The parallelogram law of vector addition states that if two vector quantities are represented by two adjacent sides of a parallelogram, then the diagonal represents the resultant vector.

$Vector\ R$ = $Vector V_{1}\ +\ Vector V_{2}$

## Converse of Parallelogram Theorems

i) If each pair of opposite sides of a quadrilateral is equal, then it is a parallelogram.

AB = CD

Let us consider triangles ABD and BCD

Statement Reasons
AB=CD Given
BD=BD Common side to both the triangles

Therefore, triangle ABD congruent triangle BCD (SSS postulate of congruency)

So, Angle ABD = Angle CDB (By CPCTC)
Angle ADB = Angle CBD (By CPCTC)

Hence, Quadrilateral ABCD is a parallelogram (Proved)

ii) If in a quadrilateral each pair of opposite angles is equal, then it is a parallelogram.

Angle A = Angle C ........(1)

Angle B = Angle D  .......(2)

Adding equation 1 and equation 2, we get

Angle A + Angle B=Angle C + Angle D

It is known to us that sum of interior angles of a quadrilateral is 360

Angle A + Angle B + Angle C + Angle D = 360

Angle A+ Angle B+ Angle A+ Angle B = 360

2 $\times$ (Angle A + Angle B) = 360

Angle A + Angle B = 180

Similarly, Angle A + Angle D = 180

AB//CD

Hence, quadrilateral ABCD is a parallelogram as opposite sides are parallel (Proved)

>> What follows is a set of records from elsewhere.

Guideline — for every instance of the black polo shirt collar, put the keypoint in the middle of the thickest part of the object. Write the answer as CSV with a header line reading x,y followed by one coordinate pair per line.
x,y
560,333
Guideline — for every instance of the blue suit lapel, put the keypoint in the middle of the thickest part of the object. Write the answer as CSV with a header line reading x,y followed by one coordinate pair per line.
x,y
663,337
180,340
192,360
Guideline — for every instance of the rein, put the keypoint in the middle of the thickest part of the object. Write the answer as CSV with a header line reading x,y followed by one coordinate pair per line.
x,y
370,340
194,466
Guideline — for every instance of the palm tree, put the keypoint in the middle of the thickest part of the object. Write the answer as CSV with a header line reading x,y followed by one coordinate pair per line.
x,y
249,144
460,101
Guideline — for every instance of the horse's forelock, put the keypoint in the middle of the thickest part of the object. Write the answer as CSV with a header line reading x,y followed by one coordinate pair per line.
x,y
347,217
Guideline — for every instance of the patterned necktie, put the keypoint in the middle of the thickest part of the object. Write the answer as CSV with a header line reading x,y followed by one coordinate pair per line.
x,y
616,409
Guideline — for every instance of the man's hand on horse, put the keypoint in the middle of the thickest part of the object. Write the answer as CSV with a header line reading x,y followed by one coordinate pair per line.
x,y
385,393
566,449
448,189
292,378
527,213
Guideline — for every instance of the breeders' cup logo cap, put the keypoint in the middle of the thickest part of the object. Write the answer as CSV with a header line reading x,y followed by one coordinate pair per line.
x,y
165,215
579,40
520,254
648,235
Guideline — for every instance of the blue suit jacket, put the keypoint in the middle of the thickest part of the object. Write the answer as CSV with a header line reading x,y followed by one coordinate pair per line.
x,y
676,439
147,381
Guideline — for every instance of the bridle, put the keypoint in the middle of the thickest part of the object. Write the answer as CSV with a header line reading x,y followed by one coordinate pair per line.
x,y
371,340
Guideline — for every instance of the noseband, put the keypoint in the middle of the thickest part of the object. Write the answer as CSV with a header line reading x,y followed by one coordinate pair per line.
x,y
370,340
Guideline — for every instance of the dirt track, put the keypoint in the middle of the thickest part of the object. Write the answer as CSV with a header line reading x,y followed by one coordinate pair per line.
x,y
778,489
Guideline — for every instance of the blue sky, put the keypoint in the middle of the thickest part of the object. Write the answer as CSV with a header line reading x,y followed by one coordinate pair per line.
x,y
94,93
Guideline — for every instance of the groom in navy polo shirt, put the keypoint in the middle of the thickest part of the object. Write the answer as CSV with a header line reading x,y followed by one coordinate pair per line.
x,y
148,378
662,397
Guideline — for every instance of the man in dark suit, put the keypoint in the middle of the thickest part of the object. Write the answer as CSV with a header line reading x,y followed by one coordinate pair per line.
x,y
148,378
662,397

iii) Proof: If the diagonals of a quadrilateral bisect each other, then it is a parallelogram.

Let us consider triangles AOB and COD,

Given:
AO = OC
DO = OB

Angle AOB = Angle DOC (Vertically opposite angles)

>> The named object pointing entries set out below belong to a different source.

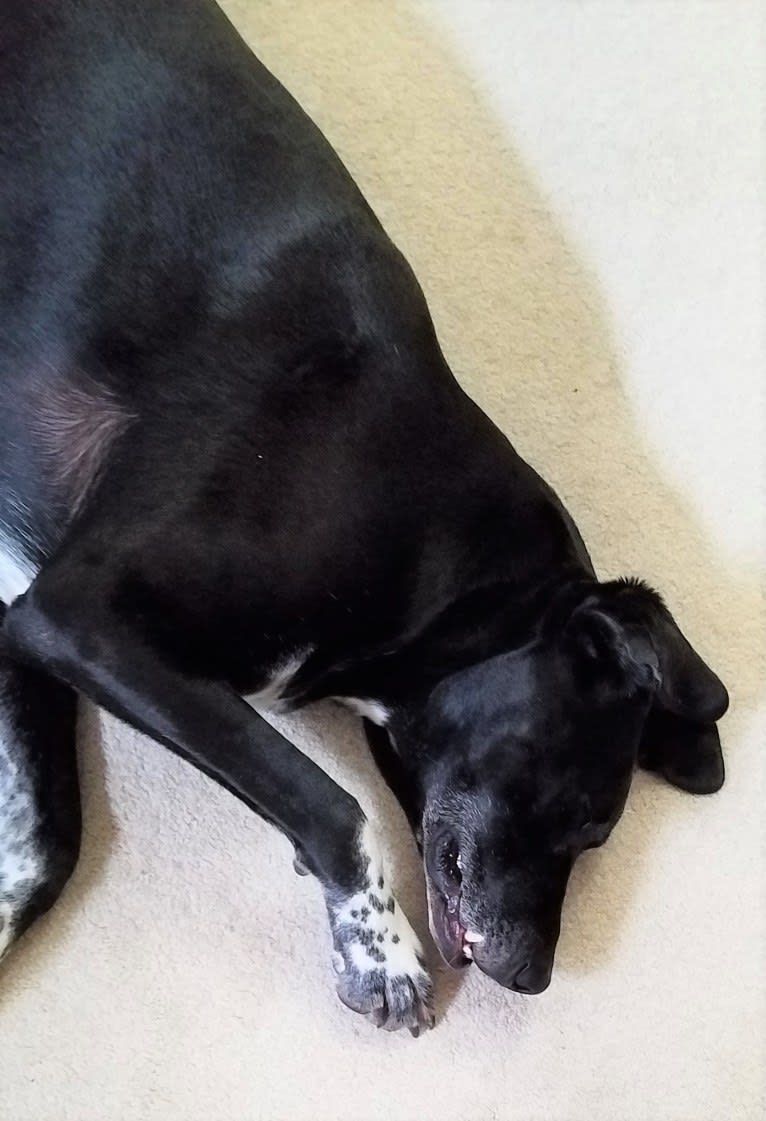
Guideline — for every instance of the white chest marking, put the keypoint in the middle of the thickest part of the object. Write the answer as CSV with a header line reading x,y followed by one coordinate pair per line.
x,y
269,694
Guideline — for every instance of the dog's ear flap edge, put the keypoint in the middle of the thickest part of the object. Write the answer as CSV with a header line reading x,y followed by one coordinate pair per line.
x,y
688,756
686,686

Triangle AOB $\cong$ Triangle COD (SAS postulate of congruency)

Angle ABO = Angle ODC (CPCTC)

Angle ABD = Angle BDC (CPCTC)

As they are alternate interior angles made by the transversal BD intersecting AB and CD, we can say AB//CD.

Similarly let us consider the other two triangles AOD and BOC,

Given:
AO = OC
DO = OB

Angle AOD = Angle BOC (Vertically opposite angles)

Therefore, triangle AOD congruent Triangle BOC (SAS postulate of congruency)

Angle OAD = Angle OCD (CPCTC)
Angle ODA = Angle OBC (CPCTC)

As they are alternate interior angles made by the transversal AC intersecting AD and BC, we can say AD//BC

So, we can conclude that if the diagonals of a quadrilateral bisect each other making the opposite sides parallel to each other, then it is a parallelogram.